Advanced Navigation has announced that it has demonstrated high-precision underground positioning without the use of fixed infrastructure or GNSS, achieving consistent results in Europe’s deepest underground mine in Pyhajarvi, Finland.
The company said its Hybrid Navigation System, which integrates a Laser Velocity Sensor (LVS) with the Boreas D90 fibre-optic gyroscope (FOG) Inertial Navigation System (INS), maintained sub-0.1 per cent navigation error across multiple test runs, without relying on pre-existing maps or external aids.
“Unreliable navigation underground isn’t a minor technical constraint – it’s a major operational bottleneck,” said Joe Vandecar, Senior Product Manager at Advanced Navigation.
“Maintaining precision over a 22.9 km subterranean course in Europe’s deepest underground mine demonstrates a level of performance that few systems in the world can rival without any prior intelligence of the environment.

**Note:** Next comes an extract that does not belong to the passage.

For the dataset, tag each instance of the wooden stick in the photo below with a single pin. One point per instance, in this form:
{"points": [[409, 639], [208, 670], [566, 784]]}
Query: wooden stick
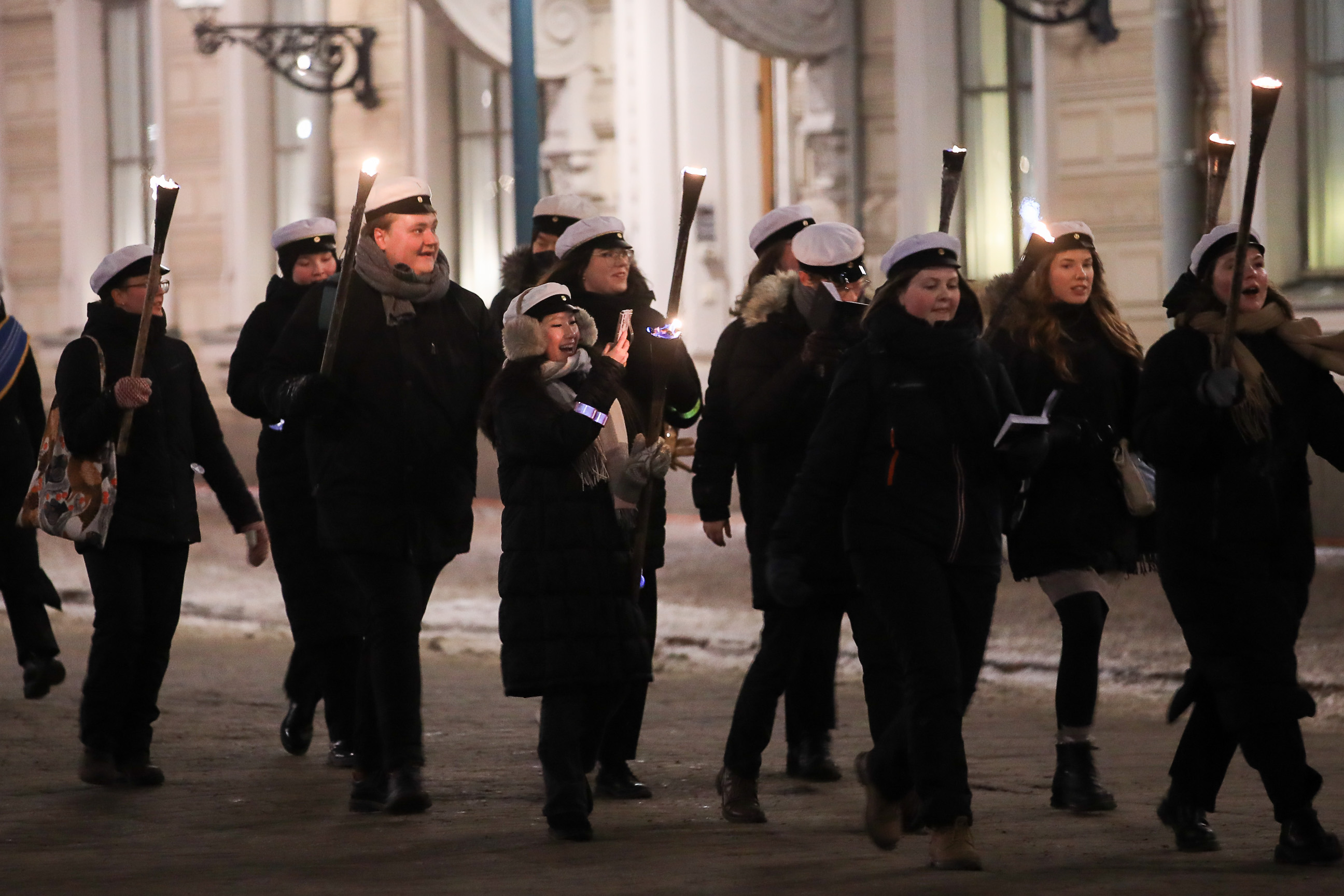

These results prove we’re one step closer to unlocking scalable underground autonomy.”
Located 1.4 km underground and just two degrees below the Arctic Circle, the Pyhäsalmi Mine presents significant navigation challenges, including the absence of GNSS signals, complex multi-level tunnels, and metallic ores that distort magnetic fields and scatter radio waves.
Mines often address these limitations with infrastructure-heavy solutions such as ultra-wideband beacons, Wi-Fi, or 5G repeaters, or with perception-based approaches like SLAM, which require cameras.
Advanced Navigation said its inertial-centred architecture offers a scalable alternative with less reliance on such infrastructure.
The Boreas FOG INS at the core of the system determines true north using gyrocompassing, while the LVS uses infrared lasers to measure true 3D velocity relative to the ground.
This data is processed by the company’s AdNav OS Fusion software, which adaptively weighs the reliability of each sensor in real time to maintain precision over extended distances.
Magnus Zetterberg, Senior Consultant at Combitech, who observed the demonstration, said, “We were thoroughly impressed by the results the sensor fusion provided. I have used and been exposed to these sorts of sensors in other projects, and nothing has come close to this level of performance. It’s clear the Laser Velocity Sensor is a major key in providing these outstanding results.”
The system was tested over five separate runs, achieving accuracy of better than 0.1% of distance travelled, including one test in which it navigated a 1 km course with only one metre of error after a true north-seeking initialisation 1.4 km underground.
Advanced Navigation said this performance surpassed standard single-band GNSS accuracy on the surface in open-sky conditions.
“At Normet, we specialise in advanced solutions for underground mining and tunnelling, so we know firsthand how difficult accurate and reliable navigation can be in these environments,” said Olli Mylläri, Vice President Technology at Normet.
“Seeing Advanced Navigation’s Hybrid Navigation System deliver consistent positioning with minimal infrastructure deep within the Pyhäsalmi Mine was remarkable. It’s a powerful step forward for automation and safety in the underground space.”
Advanced Navigation said the technology reduces dependency on fixed infrastructure and could enable more resilient navigation in inaccessible or unmapped areas, supporting applications such as fleet management, predictive collision avoidance, material tracking, and scalable autonomy in mining operations.
Vandecar added, “Ultimately, this vehicle-based, inertial-centred architecture provides the resilient foundation required for the mining sector to achieve its long-term goal: efficient autonomous ore extraction at depths hostile to human activity.”
The company expects to commercially release the Hybrid Navigation System in late 2025.